Choosing One’s Fitness Type

Robert Rodale, publisher of Fitness for Living magazine, lists three broad types of fitness which appeal to average people:

  • Cardiovascular Exercises. These exercises condition heart and lungs to improve oxygen intake and provide protection against heart attacks. Brisk walking, jogging, bicycling, climbing, swimming and sports are the exercises widely used. Exercise increases the heartbeat, thus promoting cardiovascular fitness.

  • Strengthening Exercises. Young people go for body power improvement in a big way, but it also appeals to middle-aged men and women who are looking for greater ability at sports and health benefits like prevention of low back pain. Calisthenics, isometrics (exercises in which muscles are contracted against each other or in opposition to fixed objects) and light weight training are the most popular strength-building exercises.

  • Body-Contouring Exercises. Streamlining waists and hips, trimming down thighs, and filling out the arms are some typical goals of many people. Calisthenics will help, but so will cardiovascular exercises like jogging and swimming. A variety of exercise is best for achieving the goal.

It’s Your Decision. Do some thinking now and decide what kind of fitness you want to achieve. Maybe you are after several kinds of fitness. It might help to list them down in the order you consider important.

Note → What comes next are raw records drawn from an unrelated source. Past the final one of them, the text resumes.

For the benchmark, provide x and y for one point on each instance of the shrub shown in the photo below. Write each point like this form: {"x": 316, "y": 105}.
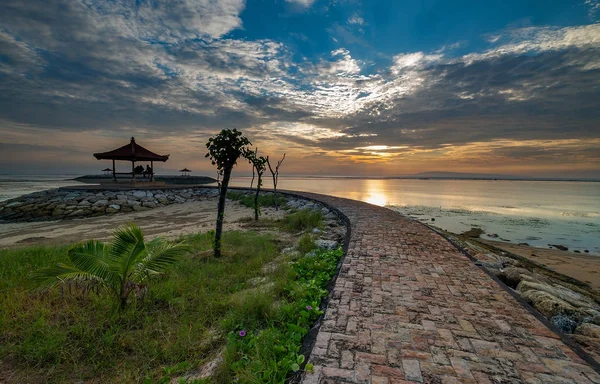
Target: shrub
{"x": 303, "y": 220}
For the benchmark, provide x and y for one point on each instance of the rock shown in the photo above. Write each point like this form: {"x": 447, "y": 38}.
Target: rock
{"x": 326, "y": 244}
{"x": 512, "y": 276}
{"x": 558, "y": 246}
{"x": 473, "y": 232}
{"x": 574, "y": 299}
{"x": 58, "y": 212}
{"x": 547, "y": 304}
{"x": 589, "y": 330}
{"x": 564, "y": 323}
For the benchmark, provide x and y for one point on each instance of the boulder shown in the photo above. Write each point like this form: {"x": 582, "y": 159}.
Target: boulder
{"x": 326, "y": 244}
{"x": 573, "y": 298}
{"x": 547, "y": 304}
{"x": 589, "y": 330}
{"x": 139, "y": 194}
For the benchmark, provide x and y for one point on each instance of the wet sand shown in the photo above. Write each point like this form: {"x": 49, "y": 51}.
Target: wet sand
{"x": 582, "y": 267}
{"x": 170, "y": 221}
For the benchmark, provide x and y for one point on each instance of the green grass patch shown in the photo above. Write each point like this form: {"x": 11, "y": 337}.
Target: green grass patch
{"x": 305, "y": 219}
{"x": 264, "y": 199}
{"x": 201, "y": 305}
{"x": 268, "y": 354}
{"x": 58, "y": 338}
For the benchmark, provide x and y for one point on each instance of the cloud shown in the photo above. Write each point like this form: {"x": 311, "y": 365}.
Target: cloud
{"x": 302, "y": 3}
{"x": 83, "y": 69}
{"x": 356, "y": 19}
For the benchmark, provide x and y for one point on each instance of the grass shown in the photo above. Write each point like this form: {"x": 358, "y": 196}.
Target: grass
{"x": 199, "y": 307}
{"x": 305, "y": 219}
{"x": 51, "y": 338}
{"x": 264, "y": 199}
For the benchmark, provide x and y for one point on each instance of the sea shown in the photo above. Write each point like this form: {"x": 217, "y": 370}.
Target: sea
{"x": 538, "y": 213}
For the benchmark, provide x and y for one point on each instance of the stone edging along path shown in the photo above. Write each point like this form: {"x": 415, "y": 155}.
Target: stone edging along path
{"x": 409, "y": 307}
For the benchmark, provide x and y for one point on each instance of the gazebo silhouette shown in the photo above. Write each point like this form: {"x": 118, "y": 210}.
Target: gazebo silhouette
{"x": 131, "y": 152}
{"x": 185, "y": 172}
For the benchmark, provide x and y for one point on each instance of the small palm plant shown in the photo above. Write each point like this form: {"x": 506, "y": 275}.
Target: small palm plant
{"x": 124, "y": 266}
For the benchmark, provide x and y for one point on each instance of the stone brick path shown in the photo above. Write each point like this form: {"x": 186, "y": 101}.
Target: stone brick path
{"x": 408, "y": 307}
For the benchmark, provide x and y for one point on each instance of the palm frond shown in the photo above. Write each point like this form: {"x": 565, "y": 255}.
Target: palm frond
{"x": 126, "y": 249}
{"x": 90, "y": 257}
{"x": 160, "y": 254}
{"x": 46, "y": 278}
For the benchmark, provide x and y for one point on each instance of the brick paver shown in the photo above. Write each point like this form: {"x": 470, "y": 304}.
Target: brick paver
{"x": 407, "y": 307}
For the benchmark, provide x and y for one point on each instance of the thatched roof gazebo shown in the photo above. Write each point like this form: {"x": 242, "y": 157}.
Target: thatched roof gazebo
{"x": 185, "y": 172}
{"x": 131, "y": 152}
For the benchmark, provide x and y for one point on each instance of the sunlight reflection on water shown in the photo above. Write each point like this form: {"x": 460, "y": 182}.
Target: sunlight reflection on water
{"x": 536, "y": 212}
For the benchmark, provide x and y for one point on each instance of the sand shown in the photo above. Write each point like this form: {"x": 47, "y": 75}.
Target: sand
{"x": 582, "y": 267}
{"x": 170, "y": 222}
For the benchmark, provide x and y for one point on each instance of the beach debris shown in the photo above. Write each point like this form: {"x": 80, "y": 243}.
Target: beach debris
{"x": 473, "y": 232}
{"x": 558, "y": 246}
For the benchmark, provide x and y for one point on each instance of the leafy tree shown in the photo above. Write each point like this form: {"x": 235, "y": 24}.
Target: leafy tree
{"x": 124, "y": 266}
{"x": 259, "y": 165}
{"x": 275, "y": 174}
{"x": 224, "y": 150}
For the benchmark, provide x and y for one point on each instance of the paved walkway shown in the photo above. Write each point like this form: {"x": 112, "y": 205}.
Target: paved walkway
{"x": 408, "y": 307}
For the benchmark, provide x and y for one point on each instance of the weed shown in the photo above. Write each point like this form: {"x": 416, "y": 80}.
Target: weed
{"x": 305, "y": 219}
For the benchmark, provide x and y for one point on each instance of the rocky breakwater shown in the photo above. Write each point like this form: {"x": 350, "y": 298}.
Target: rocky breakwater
{"x": 58, "y": 204}
{"x": 572, "y": 306}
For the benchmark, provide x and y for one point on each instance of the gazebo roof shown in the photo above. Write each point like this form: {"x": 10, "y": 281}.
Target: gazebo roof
{"x": 131, "y": 152}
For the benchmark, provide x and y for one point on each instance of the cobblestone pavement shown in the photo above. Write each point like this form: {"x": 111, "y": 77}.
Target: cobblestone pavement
{"x": 408, "y": 307}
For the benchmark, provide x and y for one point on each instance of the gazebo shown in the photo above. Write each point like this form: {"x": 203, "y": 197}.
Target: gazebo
{"x": 131, "y": 152}
{"x": 185, "y": 172}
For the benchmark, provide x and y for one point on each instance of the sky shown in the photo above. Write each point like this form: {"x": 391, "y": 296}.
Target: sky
{"x": 343, "y": 87}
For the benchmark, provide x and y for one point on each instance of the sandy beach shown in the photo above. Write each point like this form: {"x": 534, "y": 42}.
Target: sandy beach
{"x": 582, "y": 267}
{"x": 169, "y": 221}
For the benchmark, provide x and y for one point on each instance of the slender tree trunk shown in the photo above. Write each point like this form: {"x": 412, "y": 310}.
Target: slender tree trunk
{"x": 256, "y": 197}
{"x": 275, "y": 193}
{"x": 221, "y": 210}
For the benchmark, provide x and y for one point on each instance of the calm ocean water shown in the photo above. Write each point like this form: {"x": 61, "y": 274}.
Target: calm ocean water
{"x": 534, "y": 212}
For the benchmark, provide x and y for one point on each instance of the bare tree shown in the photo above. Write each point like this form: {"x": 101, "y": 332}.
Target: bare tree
{"x": 224, "y": 150}
{"x": 259, "y": 165}
{"x": 275, "y": 174}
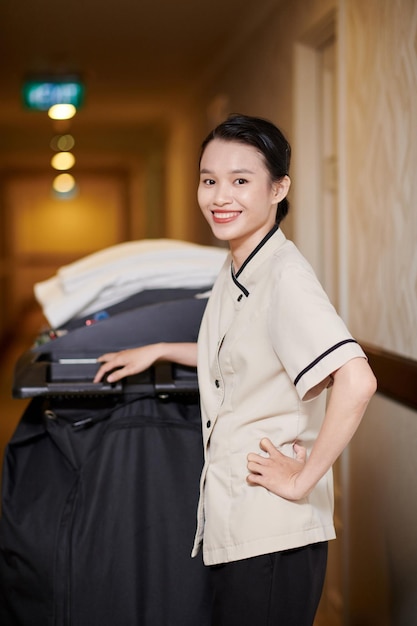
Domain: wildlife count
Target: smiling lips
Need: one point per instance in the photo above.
(225, 216)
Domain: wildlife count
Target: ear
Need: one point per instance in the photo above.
(281, 188)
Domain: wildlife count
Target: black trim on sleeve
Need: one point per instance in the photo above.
(322, 356)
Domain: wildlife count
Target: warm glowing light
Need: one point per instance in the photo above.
(63, 161)
(62, 111)
(63, 183)
(62, 142)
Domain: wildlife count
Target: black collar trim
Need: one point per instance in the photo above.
(238, 284)
(256, 250)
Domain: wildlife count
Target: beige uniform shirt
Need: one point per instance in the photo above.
(268, 343)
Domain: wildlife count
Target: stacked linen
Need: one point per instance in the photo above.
(107, 277)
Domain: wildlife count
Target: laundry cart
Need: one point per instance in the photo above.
(100, 480)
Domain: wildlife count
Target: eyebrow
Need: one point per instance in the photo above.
(237, 171)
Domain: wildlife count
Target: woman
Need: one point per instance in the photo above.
(270, 343)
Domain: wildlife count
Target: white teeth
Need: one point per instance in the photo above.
(225, 216)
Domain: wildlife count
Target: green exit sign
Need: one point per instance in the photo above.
(40, 95)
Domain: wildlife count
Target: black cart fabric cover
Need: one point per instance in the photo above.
(99, 495)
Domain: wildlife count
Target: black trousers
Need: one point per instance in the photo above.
(279, 589)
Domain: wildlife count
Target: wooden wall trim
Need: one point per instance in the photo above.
(396, 375)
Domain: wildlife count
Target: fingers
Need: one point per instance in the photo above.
(300, 452)
(110, 362)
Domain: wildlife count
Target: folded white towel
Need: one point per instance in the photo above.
(109, 276)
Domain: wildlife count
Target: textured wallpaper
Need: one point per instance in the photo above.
(382, 172)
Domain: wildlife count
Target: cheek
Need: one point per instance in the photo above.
(202, 197)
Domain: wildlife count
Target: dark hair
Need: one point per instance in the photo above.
(266, 138)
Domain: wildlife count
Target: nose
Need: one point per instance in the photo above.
(222, 195)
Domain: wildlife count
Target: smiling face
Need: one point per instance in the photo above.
(236, 195)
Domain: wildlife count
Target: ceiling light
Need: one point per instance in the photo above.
(62, 142)
(63, 183)
(63, 161)
(62, 111)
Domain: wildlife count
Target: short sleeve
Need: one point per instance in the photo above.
(309, 337)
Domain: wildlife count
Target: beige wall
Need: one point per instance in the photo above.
(382, 161)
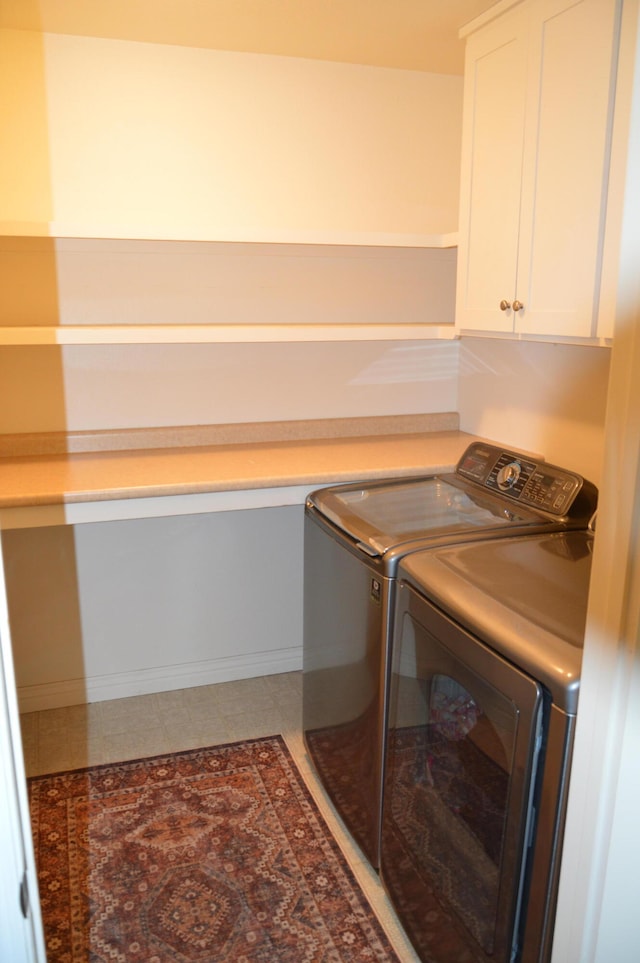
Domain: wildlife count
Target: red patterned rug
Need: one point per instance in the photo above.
(211, 855)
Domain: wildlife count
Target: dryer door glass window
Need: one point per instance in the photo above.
(462, 741)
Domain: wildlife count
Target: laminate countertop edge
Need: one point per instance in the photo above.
(62, 479)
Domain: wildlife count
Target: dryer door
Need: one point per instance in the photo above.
(464, 736)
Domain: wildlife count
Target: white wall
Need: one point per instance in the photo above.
(149, 140)
(141, 606)
(85, 388)
(545, 398)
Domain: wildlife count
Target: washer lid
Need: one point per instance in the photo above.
(383, 515)
(525, 597)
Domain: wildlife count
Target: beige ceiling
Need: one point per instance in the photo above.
(409, 34)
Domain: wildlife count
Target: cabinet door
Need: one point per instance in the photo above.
(492, 149)
(565, 166)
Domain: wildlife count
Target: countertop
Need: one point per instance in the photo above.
(130, 474)
(60, 479)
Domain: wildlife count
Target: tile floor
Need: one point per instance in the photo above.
(76, 736)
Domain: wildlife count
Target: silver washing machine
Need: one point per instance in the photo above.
(355, 536)
(484, 688)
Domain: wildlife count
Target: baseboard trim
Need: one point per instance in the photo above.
(121, 685)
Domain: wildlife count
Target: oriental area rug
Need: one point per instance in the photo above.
(209, 856)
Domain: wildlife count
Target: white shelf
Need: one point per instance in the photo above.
(220, 333)
(53, 230)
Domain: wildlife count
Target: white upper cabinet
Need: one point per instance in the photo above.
(535, 158)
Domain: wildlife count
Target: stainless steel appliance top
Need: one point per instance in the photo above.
(491, 489)
(525, 597)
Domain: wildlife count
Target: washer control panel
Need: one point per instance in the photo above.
(513, 476)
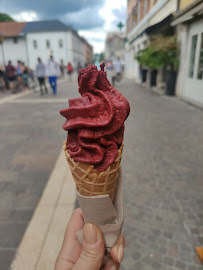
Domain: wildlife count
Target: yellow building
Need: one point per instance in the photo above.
(189, 22)
(145, 18)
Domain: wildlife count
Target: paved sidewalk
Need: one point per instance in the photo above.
(31, 137)
(162, 169)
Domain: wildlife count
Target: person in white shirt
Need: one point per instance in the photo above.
(53, 72)
(118, 67)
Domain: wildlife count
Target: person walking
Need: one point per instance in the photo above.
(118, 67)
(40, 73)
(53, 72)
(79, 67)
(10, 72)
(70, 71)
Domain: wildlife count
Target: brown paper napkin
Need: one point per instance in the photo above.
(108, 216)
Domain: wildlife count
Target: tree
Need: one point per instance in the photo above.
(101, 58)
(162, 51)
(5, 18)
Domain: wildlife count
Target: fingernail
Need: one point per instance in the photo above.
(113, 267)
(120, 253)
(90, 233)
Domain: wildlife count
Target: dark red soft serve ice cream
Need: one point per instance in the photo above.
(95, 122)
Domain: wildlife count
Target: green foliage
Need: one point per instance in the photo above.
(162, 51)
(5, 18)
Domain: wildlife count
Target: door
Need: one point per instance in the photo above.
(193, 88)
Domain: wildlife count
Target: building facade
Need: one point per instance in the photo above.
(88, 52)
(189, 23)
(40, 39)
(114, 45)
(145, 18)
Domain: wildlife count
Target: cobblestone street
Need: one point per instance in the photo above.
(162, 173)
(163, 181)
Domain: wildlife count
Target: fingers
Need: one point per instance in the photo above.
(111, 265)
(71, 248)
(117, 251)
(92, 249)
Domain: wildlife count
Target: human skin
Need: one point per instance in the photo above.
(89, 255)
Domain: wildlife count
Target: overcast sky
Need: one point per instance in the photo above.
(92, 18)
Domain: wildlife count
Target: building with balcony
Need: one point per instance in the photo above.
(144, 19)
(189, 23)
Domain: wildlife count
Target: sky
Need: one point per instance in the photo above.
(91, 18)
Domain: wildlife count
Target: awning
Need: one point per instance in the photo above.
(187, 14)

If peak physical performance is your priority, then go for it.

Next step in blasting yourself into movement is to think of all the types of exercises you know how to do and enjoy doing, particularly the kinds which will help you reach your fitness goal. If your personal list of physical activities does not run to at least seven items, you have a lot of learning and self-education to do to increase your chances of maintaining a constant and pleasurable fitness program.

Right Time to Exercise.
Picking a time for exercise is a problem for some people. Many of the exercise books say that you should set aside a definite time each day for exercise, a practice which probably suits some people but not necessarily all.

The beginners who are only starting to follow an exercise program may get hung up on when to start. He may think he is too groggy in the morning before breakfast, too rushed after breakfast, too busy to exercise at work, and too tired in the evening. Actually, he is just making excuses by telling himself that at certain times of the day he is too lethargic to get moving.

Experienced exercisers know that there is nothing like a little movement to spin the cobwebs out of the mind and perk up flagging spirits, especially if the exercise is something one enjoys. But you have to make a start sometime – anytime – to know that a fitness program can really be fun.

Seek out the fun in fitness, and you’ll be sure to start making time for exercise because almost everyone can make time for fun.